Re: [syndication] Re: robots.txt and rss



On Fri, Nov 08, 2002 at 11:58:52AM -0500, Dan Brickley wrote:
> You might want to restrict certain (disfunctional, annoying etc)
> user-agents, eg. if they poll impolitely often.

my own experience with such hostile user-agents is that the odds of them
honoring robots.txt is roughly zero. they usually end up being custom
perl or php scripts run from a cronjob or during a page load. the few
times an aggregation tool has been released with an overzealous default
poll frequency, the tool was quickly corrected.

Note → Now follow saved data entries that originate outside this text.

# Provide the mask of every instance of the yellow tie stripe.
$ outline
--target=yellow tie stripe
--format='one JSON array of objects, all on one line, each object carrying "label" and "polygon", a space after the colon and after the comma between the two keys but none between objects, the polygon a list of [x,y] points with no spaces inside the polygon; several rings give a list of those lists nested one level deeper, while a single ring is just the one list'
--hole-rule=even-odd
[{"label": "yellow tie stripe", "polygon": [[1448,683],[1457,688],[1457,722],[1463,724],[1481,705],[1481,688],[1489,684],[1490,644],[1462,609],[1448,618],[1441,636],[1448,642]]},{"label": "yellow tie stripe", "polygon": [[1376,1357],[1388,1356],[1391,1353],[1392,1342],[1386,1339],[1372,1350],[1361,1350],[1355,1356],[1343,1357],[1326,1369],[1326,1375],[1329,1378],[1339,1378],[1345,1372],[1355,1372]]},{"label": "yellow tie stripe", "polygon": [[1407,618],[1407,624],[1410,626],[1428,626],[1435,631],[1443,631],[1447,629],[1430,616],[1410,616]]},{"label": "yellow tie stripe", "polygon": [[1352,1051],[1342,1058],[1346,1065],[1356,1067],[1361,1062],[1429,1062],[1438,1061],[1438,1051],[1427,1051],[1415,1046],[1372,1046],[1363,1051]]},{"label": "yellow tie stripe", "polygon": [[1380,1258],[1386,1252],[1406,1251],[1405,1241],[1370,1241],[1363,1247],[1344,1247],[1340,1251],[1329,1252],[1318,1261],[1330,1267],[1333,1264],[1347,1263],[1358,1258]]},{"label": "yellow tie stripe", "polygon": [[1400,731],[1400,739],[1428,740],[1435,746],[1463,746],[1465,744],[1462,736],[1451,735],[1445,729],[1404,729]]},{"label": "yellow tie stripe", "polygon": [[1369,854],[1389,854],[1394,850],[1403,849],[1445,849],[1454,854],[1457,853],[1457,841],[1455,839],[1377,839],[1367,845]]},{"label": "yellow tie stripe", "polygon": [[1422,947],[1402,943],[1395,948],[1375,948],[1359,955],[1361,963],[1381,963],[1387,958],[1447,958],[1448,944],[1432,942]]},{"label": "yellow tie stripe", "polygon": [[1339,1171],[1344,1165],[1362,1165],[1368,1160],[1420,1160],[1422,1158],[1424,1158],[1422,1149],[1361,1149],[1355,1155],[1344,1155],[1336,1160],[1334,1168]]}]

sometimes the authors notice if you start handing them 403 responses,
sometimes not. from yesterday, these hosts got 403 responses from my
feeds:

  48 cassium.procopia.com
  47 csociety.ecn.purdue.edu
  72 usersweb1.go-concepts.com
  20 wwwcache2-ext.lancs.ac.uk
  40 wwwcache3-ext.lancs.ac.uk

the csociety.ecn.purdue.edu site has been getting them for over a year.
(and attempts to contact the author of the software doing so have been
fruitless, although the frequency appears to have gone down since last
time i looked.)

as i see it, having robots.txt handling in popular aggregation tools
would just multiply the number of requests to my site with zero
likelihood of benefit.

jim